Özellikle 2002 yılında 10 dalda oscar’a aday olan Gangs Of New York filmindeki muhteşem oyunculuğu ile kariyerinin önünü açan Daniel- Day Lewis 2007 yapımı There Will Be Blood filmindeki olağanüstü performansı ile bu kez bana göre sonuna kadar hakettiği en iyi erkek oyuncu dalında oscarı alıyor. Özellikle 80. Oscar ödüllerinde Juno ve Coen kardeşlerin No Country For Old Men filmleri ile yarışan There Will Be Blood, yine de bu iki film içinde önemli sayılabilecek 2 adet oscar alması, ciddi anlamda kıyasıya bir rekabete sahne olan 80. oscar ödülleri için başarı sayılabilir.
Film birebir olmasa da,Upton Sinclair’ın 1927 yılında yazdığı ve Oil ismini taşıyan romanına dayanıyor. Ancak romanı okuyup filmi izleyenler kitap ile filmin birbirinden çok farklı şeyler anlattığını söylüyorlar. Film Güney California’da 19 yüzyılın sonlarında ve 20. yüzyılın başlarında petrol patlaması denilen bir döneme denk geliyor.

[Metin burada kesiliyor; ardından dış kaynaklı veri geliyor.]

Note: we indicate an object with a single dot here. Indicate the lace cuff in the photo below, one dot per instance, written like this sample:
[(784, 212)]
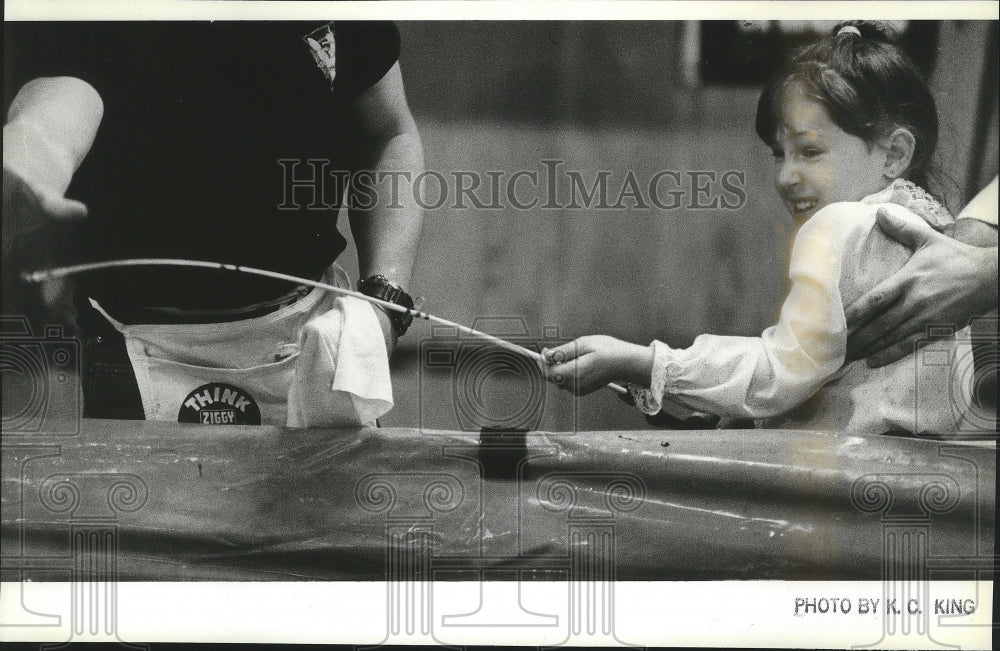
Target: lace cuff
[(665, 368)]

O bölgede, her tarafta petrol olduğunun söylenmesi insanların gözlerini parlatsa da o dönem ki teknoloji ile o petrolü yeryüzüne çıkarma işini sadece birkaç kişi yapabiliyordu. İşte bu işi yapabilen insanlardan bir tanesi de Daniel Plainview idi. Kendine özgü tekniklerle bulduğu petrolü çıkarmak için yer sahipleri ile anlaşan Daniel oğlunu da iş ortağı olarak tanıtıyordu. Zekasının yanısıra insanları ikna etme yeteneğine de sahip olan Daniel, hem çalışkanlışı hem de kıvrak zekası ile kısa sürede zengin olur. Ancak zrngin olma sürecinde çalıştığı bir bölgede yaşanan bir patlama sonucu oğlu duyma hissini kaybeder. Onun artık işine yaramayacağını düşünen Daniel çocuğu duyma özürlülerin eğitim aldığı bir okula gönderir ve işine devam eder.
Allaha inanmasa bile, insanların topraklarına sahip olabilmek için herşeyi yapan Daniel, filmin bir bölümünde kilisenin ilginç rahibi ve oldukça inançlı bir insan olan Eli tarafından vaftiz edilir. Eli ile tanışması ise, onun ve ailesininin yaşadığı bölgedeki toprakların altındaki petrole sahip olmak için o bölgeyi satın almak istediği zamana dayanır. Eli’ın bu dönemdeki şüpheci tavırları ikilinin arasında soğuk savaşların esmesine neden olur ve Daniel, filmin son bölümlerinde oldukça zengin oduğu zamanlarda kendisini ziyarete gelen Eli’yı vahşi bir şekilde öldürür ve film burada sonlanır. Aslında film bittikten sonra Daniel’in bu hareketlerinin altında yatan nedenleri sorguluyorsunuz. Bunların cevabı aslında filmde veriliyor. İnsanların zenginlerden yararlanmak istemesi. Allahın, Daniel’den insanlığını alıp onu zengin yapması bir nevi şeytanla anlaşma yapması gibi bir durum.
Birçok otoriter tarafından tüm zamanların en iyi filmleri arasında gösterilen There Will Be Blood toplamda 25 milyon dolarlık bir masraf ile çekilmiş ve 76 milyon dolar gibi, bu filme göre çok çok düşük olan bir rakamla gösterimden kaldırılmış. 158 dakikadan oluşan yapımın yönetmenliğini, yapımcılığını ve yazarlığını Paul Thomas Anderson yapmış. Her zaman söylediğim gibi eğer bir filmin hem yönetmenliğni hem de yazarlığını aynı kişi yapıyor ise o film genellikle başarılı oluyor. There Will Be Blood, bu söylediğimi kanıtlar nitelikte.